Homo Connectus: Handy-Mensch
"Für den Homo Connectus ist Leben da, wo er Netz hat", überschrieb einst Miriam Meckel, Kommunikationswissenschaftlerin und Buchautorin ("Das Glück der Unerreichbarkeit") einen Artikel über den ständig vernetzten Menschen. Dies kann der Soziologe Günther Burkhart bestätigen. "Die haben fast Entzugserscheinungen gehabt", beschreibt der Professor von der Universität Lüneburg ein Experiment, bei dem Studenten drei Tage lang ihr
Handy abgeben mussten. Die jungen Leute hätten Probleme gehabt, sich im Alltag zu organisieren. Der hohe Zugewinn an Mobilität, Flexibilität und Freiheit, den das bequeme Handy bedeute, habe plötzlich gefehlt, sagt der Wissenschaftler. Er ist Autor des Buches "Handymania: Wie das Mobiltelefon unser Leben verändert hat".

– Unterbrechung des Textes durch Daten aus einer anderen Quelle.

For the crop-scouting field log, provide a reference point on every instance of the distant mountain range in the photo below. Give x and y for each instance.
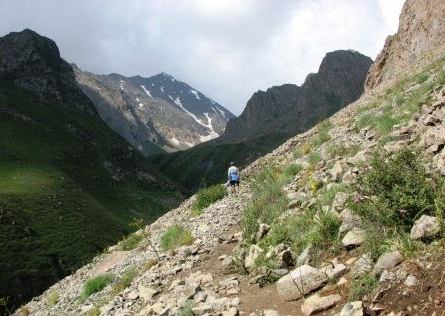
(69, 185)
(270, 118)
(158, 113)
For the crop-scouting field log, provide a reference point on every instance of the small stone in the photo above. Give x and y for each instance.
(270, 312)
(254, 253)
(425, 227)
(353, 238)
(232, 311)
(410, 281)
(387, 260)
(316, 303)
(304, 257)
(342, 281)
(361, 266)
(352, 309)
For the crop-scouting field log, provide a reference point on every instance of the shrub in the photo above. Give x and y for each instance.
(130, 242)
(292, 170)
(53, 298)
(322, 135)
(314, 158)
(96, 284)
(176, 236)
(208, 196)
(421, 78)
(268, 201)
(125, 280)
(396, 190)
(364, 285)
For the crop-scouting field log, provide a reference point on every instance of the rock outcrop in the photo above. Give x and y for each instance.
(33, 62)
(290, 109)
(418, 41)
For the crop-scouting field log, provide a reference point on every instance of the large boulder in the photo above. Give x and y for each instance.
(352, 309)
(425, 227)
(316, 303)
(300, 282)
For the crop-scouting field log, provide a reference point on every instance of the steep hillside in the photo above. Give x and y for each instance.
(269, 119)
(419, 40)
(291, 109)
(159, 109)
(346, 218)
(69, 185)
(303, 236)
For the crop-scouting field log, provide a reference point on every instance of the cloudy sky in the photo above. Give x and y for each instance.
(227, 49)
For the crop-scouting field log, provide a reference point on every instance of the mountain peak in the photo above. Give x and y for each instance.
(33, 62)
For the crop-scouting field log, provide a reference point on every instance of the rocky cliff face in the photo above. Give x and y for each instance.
(33, 62)
(290, 109)
(419, 39)
(160, 109)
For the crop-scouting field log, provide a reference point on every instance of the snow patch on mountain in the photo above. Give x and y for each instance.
(147, 92)
(195, 93)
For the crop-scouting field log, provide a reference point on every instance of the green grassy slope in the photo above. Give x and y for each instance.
(68, 188)
(207, 164)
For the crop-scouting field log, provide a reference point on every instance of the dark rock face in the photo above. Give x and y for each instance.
(161, 109)
(33, 62)
(291, 109)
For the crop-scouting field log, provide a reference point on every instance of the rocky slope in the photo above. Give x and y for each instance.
(69, 184)
(418, 40)
(159, 109)
(269, 119)
(346, 218)
(290, 109)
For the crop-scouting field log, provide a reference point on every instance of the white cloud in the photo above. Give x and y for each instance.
(227, 49)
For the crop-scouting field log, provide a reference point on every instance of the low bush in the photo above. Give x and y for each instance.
(268, 201)
(362, 286)
(208, 196)
(396, 190)
(292, 170)
(53, 298)
(130, 242)
(176, 236)
(421, 78)
(125, 281)
(96, 284)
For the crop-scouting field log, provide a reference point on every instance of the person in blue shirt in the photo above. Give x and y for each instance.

Bei fast keinem anderen Thema werden Generationenunterschiede so deutlich. Handys gibt es erst seit gut 15 Jahren. Für manchen war es nun also ein paar Stunden fast wie früher, für viele Jüngere brach hingegen ihre Welt zusammen. Dem einen oder anderen dürften am Dienstag Verabredungen geplatzt sein oder er konnte sie erst gar nicht treffen. Bei manchem banalen Telefonat, dass man in Bus oder Bahn manchmal mithören muss, liegt der Gedanke nahe, dass es nicht schade war, wenn es mal nicht stattfinden konnte. Doch die ernste Seite des Ausfalls ist nicht zu unterschätzen:
T-Mobile merkte es selbst, als es Probleme gab, Techniker aus dem Feierabend zu klingeln - das Handy funktionierte ja nicht.

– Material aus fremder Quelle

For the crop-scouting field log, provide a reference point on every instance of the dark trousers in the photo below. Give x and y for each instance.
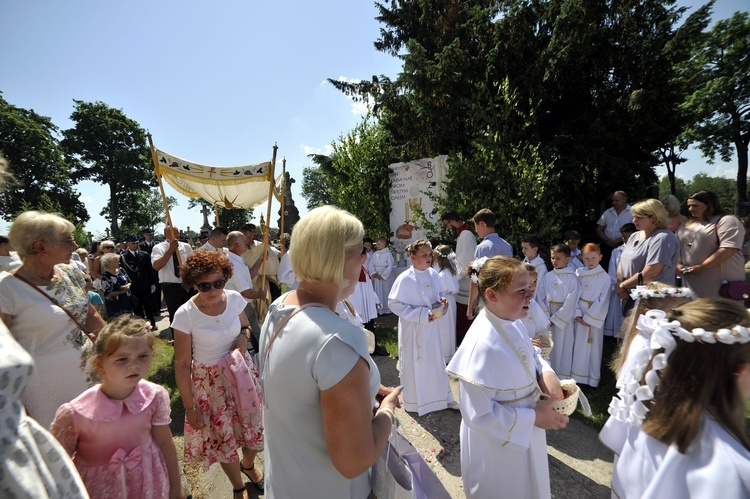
(274, 289)
(143, 306)
(174, 295)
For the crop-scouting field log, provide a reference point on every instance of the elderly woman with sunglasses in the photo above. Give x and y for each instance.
(44, 305)
(217, 379)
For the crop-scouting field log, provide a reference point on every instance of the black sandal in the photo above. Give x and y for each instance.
(260, 484)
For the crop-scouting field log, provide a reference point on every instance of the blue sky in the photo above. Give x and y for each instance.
(214, 82)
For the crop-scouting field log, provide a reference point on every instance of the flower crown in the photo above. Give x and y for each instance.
(476, 266)
(640, 292)
(629, 406)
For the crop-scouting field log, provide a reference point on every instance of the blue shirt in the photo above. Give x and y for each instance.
(493, 245)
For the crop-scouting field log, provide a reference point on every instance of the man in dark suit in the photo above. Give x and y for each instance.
(137, 265)
(147, 241)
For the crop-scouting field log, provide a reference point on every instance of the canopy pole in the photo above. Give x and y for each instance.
(283, 205)
(161, 190)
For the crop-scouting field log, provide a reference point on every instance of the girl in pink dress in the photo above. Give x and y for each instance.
(117, 432)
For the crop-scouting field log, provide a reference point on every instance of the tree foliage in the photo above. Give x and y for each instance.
(356, 176)
(140, 209)
(109, 148)
(230, 219)
(721, 99)
(31, 144)
(315, 188)
(593, 88)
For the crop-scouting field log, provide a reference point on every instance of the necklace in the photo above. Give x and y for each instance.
(46, 281)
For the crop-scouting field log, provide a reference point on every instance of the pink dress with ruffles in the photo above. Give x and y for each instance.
(110, 441)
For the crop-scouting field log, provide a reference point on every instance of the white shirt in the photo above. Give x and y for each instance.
(166, 273)
(612, 222)
(240, 280)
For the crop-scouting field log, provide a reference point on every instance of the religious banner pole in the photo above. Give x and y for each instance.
(283, 204)
(163, 195)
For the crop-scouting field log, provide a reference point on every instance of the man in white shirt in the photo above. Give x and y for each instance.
(243, 283)
(609, 224)
(164, 259)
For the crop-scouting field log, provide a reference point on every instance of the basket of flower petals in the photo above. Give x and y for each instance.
(438, 310)
(545, 342)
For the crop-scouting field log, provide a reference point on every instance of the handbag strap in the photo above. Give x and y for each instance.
(283, 323)
(54, 302)
(499, 328)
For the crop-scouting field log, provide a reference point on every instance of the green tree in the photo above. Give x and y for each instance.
(140, 209)
(109, 148)
(31, 144)
(722, 99)
(356, 176)
(315, 188)
(592, 86)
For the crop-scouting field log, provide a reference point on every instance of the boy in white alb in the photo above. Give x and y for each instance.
(380, 269)
(530, 249)
(557, 293)
(572, 239)
(589, 317)
(613, 323)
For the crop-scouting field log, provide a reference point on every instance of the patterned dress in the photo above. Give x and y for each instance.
(32, 462)
(55, 342)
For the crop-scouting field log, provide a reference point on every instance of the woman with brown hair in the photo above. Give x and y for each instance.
(685, 409)
(710, 246)
(218, 382)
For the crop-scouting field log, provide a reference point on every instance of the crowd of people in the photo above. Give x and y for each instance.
(302, 386)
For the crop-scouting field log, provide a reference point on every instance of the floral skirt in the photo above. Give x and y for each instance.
(227, 428)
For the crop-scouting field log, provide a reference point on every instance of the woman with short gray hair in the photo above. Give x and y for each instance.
(44, 305)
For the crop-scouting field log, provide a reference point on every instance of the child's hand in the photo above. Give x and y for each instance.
(177, 494)
(550, 384)
(546, 418)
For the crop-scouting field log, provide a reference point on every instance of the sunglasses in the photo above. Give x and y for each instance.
(206, 286)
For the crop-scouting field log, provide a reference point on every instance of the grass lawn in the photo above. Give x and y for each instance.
(162, 373)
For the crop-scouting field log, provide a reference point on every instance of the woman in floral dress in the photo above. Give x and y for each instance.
(218, 381)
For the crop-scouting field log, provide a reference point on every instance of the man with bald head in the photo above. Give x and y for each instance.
(243, 283)
(165, 261)
(609, 225)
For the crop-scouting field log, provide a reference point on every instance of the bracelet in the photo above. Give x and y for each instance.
(389, 412)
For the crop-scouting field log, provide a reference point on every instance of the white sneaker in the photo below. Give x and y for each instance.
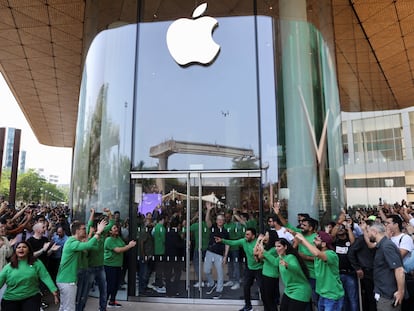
(235, 286)
(198, 284)
(152, 286)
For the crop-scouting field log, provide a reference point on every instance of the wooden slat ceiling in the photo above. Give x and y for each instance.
(43, 44)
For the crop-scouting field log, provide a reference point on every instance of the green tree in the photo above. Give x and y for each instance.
(5, 183)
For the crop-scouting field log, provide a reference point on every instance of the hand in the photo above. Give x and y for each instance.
(360, 273)
(398, 297)
(299, 237)
(276, 207)
(55, 247)
(101, 226)
(46, 246)
(283, 263)
(209, 206)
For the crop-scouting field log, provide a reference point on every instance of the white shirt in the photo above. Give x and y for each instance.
(283, 233)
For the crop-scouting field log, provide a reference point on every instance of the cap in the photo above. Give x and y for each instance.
(326, 237)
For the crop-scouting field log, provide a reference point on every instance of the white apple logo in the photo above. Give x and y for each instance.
(190, 40)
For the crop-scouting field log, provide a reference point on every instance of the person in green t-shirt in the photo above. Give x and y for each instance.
(265, 251)
(69, 264)
(22, 276)
(93, 265)
(254, 268)
(158, 233)
(114, 249)
(236, 231)
(328, 283)
(294, 274)
(195, 237)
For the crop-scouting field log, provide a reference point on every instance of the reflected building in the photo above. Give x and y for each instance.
(290, 108)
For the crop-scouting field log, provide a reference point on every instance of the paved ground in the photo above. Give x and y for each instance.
(92, 304)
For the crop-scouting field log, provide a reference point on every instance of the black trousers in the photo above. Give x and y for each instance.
(29, 304)
(249, 277)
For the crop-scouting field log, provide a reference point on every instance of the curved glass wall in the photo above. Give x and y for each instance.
(102, 155)
(260, 123)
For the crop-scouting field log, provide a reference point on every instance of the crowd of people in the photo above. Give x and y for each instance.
(42, 250)
(362, 260)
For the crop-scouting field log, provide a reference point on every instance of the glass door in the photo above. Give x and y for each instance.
(173, 232)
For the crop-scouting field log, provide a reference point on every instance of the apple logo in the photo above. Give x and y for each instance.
(190, 40)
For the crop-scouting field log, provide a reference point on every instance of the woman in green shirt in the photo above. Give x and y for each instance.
(294, 274)
(266, 252)
(22, 276)
(114, 249)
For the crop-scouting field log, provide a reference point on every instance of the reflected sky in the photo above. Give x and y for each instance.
(214, 104)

Die ernste Seite des Netzausfalls: Polizisten ohne Empfang
Viele Polizisten sind zusätzlich auf ein Handy angewiesen
Bild: creative.photo/Pixelio.de
Auch wichtige Einrichtungen wie Pflegedienste waren schlechter oder eben gar nicht erreichbar. Während jedoch Hilfsorganisationen und die Feuerwehr in Deutschland meist mit eigenen Funknetzen arbeiten, war die Polizei - zumindest indirekt - betroffen. Zwar ist auch hier unabhängiger Funk im Einsatz, doch die veraltete Technik wird von vielen Beamten mit ihren dienstlichen und privaten Handys ergänzt, wie die Gewerkschaft der Polizei (GdP) betont. "Bei einem Netzausfall können Leben in Gefahr sein", schlägt GdP-Chef Konrad Freiberg daher Alarm. Bei der Beobachtung Verdächtiger, auch bei der Terrorfahndung, werde oft mit Handys gearbeitet. Es habe "existenzielle Folgen", wenn die ausfallen. Glücklicherweise werde aber nicht nur auf ein Netz gesetzt.
Viele Bürger in Europa ticken da bereits anders. So kappen nach einer EU-weiten Umfrage immer mehr Europäer ihren Festnetzanschluss und telefonieren nur noch per
Mobilfunk. 24 Prozent gaben vergangenes Jahr bei einer repräsentativen Umfrage an, aufs Festnetz zu verzichten. Spitzenreiter sind die Tschechen mit 64 Prozent, gefolgt von den Finnen mit 61 Prozent und den Litauern mit 53 Prozent. Die Deutschen liegen mit elf Prozent bei diesem Trend nur im Mittelfeld.
Keinen Stress bereitete der T-Mobile-Ausfall derweil übrigens Bundeskanzlerin Angela Merkel. Am Dienstag konnte sie fleißig weiter tippen - im Netz von
Vodafone. Telekom-Chef Rene Obermann hingegen machte keine Ausnahme und war durch die Panne in seinem Konzern ebenfalls betroffen. "Wir hatten alle das gleiche Problem und das war ja auch sehr ärgerlich", sagte er am Mittwoch in Berlin der Deutschen Presse- Agentur (dpa). "Jede Minute Netzausfall ist eine Minute zu viel und ich kann die Kunden auch gut verstehen.
Dafür kann man sich eigentlich wirklich nur entschuldigen."